On Tuesday, Microsoft rolled out six security fixes as part of its regularly-scheduled monthly security patch release. Five of the patches are deemed "critical," the software giant's most serious rating, and, for the first time, one of those critical patches is aimed at Windows Vista, Microsoft's latest client operating system.
Overall, four of the patches were for various versions of Windows, and they come just a week after an emergency "out of band" patch, which the company released to fix a flaw in Internet Explorer's cursor rendering feature. In March, Microsoft didn't release any patches for the first time in several months.

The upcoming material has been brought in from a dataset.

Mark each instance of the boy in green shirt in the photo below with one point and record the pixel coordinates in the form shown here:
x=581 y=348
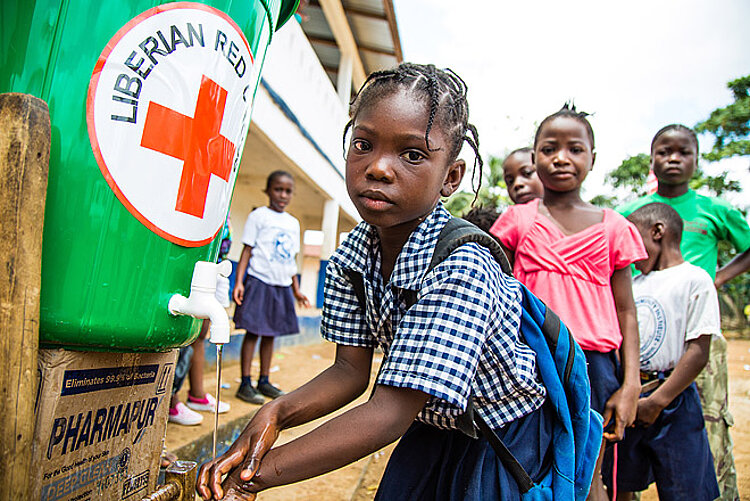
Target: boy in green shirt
x=708 y=220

According to Microsoft, critical software flaws could allow malicious hackers to remotely access and control users' PCs. Most Windows users are automatically protected by Microsoft's various software update solutions, such as Windows Update, Microsoft Update, Automatic Updates, and Windows Server Update Services. However, users concerned about these flaws can visit the Microsoft Web site and download them manually as well.
http://www.microsoft.com/athome/security/update/bulletins/200704.mspx
Microsoft also advises users to ensure that they have running firewall, antivirus, and antispyware solutions. Microsoft provides free firewall and antispyware solutions for Windows XP and Vista users, but you'll need to look elsewhere for antivirus. Users on a budget should consider the free version of Grisoft AVG (http://free.grisoft.com), which is excellent. Windows users should also ensure that they're using a modern and secure browser such as Internet Explorer 7 or Mozilla Firefox (http://www.mozilla.com).
In related news, Microsoft also reported Tuesday that it is investigating reports of newly discovered flaws in its Office suite of productivity applications. Three of these vulnerabilities affect Word 2007, the latest version of Microsoft's word processing solution.